El presidente de Colombia, Gustavo Petro, denunció este miércoles 2 de julio, a través de su abogado, a su excanciller Álvaro Leyva por conspiración y traición a la patria tras revelarse que presuntamente buscó apoyo en círculos republicanos de Estados Unidos para sacarlo del poder.
«Hemos radicado nuestra denuncia (…) para que se reconozca como víctima al señor presidente de la República por esos delitos de conspirar para que se diera una sedición, es decir, para tratar de interrumpir el hilo constitucional y hacer que el presidente Petro saliera de unas formas anómalas», declaró a la prensa el abogado del mandatario, Alejandro Carranza.
El supuesto plan de Leyva para derrocar a Petro fue revelado el domingo por el diario El País, que publicó unos audios en los que el excanciller asegura haberse reunido hace dos meses en Estados Unidos con el congresista Mario Díaz-Balart, en un intento por acercarse al secretario de Estado, Marco Rubio, y ejercer «presión internacional» contra Petro para poner en su lugar a la vicepresidenta Francia Márquez.
Además de conspiración, la denuncia incluye cargos por traición a la patria, instigación para delinquir, calumnia e injuria, con base en esta supuesta trama para «desestabilizar» al Gobierno y varias cartas «difamatorias», reseña SWI.
Leyva, un político conservador de 82 años, fue el primer canciller nombrado por Petro cuando asumió el poder en agosto de 2022, pero desde su salida del Gobierno el año pasado ha enviado una serie de misivas al mandatario acusándolo de tener problemas de adicción a las drogas, algo que, según El País, el veterano político consideraba el primer paso para sacarlo de la Presidencia.
«¿Qué documentos tienen?», se preguntó Carranza sobre esa supuesta adicción de Petro, y agregó: «No tienen ninguno más allá de la palabra de un excanciller ardido porque no le nombraron a su hijo como embajador o canciller».

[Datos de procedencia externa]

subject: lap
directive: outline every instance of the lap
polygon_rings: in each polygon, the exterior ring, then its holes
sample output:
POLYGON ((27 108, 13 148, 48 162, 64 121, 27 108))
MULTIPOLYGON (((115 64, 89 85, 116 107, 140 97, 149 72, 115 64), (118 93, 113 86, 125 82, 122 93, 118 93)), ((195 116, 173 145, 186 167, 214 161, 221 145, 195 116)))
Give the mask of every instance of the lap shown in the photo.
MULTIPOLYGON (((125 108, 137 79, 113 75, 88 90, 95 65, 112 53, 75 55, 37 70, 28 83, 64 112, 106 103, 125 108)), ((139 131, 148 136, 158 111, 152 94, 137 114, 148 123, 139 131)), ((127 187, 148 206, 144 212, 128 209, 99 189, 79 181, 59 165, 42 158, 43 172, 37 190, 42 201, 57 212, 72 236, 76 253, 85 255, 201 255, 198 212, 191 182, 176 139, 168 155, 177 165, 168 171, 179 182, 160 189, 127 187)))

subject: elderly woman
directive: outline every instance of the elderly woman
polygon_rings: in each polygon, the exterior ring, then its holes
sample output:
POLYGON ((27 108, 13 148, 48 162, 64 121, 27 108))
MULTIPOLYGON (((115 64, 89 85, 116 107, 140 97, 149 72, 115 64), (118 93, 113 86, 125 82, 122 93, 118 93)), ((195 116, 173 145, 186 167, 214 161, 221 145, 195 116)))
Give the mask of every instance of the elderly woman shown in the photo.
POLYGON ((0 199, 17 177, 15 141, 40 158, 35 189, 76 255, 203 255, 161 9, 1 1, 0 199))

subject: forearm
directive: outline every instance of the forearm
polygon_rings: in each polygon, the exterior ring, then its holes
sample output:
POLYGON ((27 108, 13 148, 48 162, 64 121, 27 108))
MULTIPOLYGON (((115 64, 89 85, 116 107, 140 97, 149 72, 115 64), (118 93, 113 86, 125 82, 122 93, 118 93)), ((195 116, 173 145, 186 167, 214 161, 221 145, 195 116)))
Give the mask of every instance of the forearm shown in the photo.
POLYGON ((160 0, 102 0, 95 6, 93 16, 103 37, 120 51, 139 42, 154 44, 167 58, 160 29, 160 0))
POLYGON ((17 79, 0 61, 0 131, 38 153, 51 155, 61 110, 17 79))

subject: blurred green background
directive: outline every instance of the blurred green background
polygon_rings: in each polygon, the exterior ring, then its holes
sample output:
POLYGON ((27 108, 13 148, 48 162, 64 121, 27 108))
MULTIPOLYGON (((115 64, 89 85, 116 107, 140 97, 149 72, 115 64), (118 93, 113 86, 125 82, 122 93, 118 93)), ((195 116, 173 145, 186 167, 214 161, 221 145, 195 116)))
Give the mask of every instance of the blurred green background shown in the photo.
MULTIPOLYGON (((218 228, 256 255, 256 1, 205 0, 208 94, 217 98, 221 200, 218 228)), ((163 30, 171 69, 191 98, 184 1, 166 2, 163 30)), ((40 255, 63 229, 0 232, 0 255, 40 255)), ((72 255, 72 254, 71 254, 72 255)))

La denuncia ante la Fiscalía sostiene que las actuaciones de Leyva «constituyen una amenaza al orden constitucional, la soberanía nacional, y los derechos fundamentales» del presidente, quien ha tachado el supuesto plan de «un acto de venganza bárbaro y canalla».
«Las cartas, los audios (…) las reuniones con los congresistas norteamericanos para buscar una presión internacional eran parte de un plan metódico, organizado, que es lo que hemos venido a revelar a la Fiscalía», señaló a RTVC Noticias el abogado.
Carranza agregó que Colombia está «ante un ataque que no viene con tanques, que no se hace con subversión armada sino que se hace con discursos altisonantes en la oscuridad, con reuniones ocultas o que buscan sencillamente atacar» al país.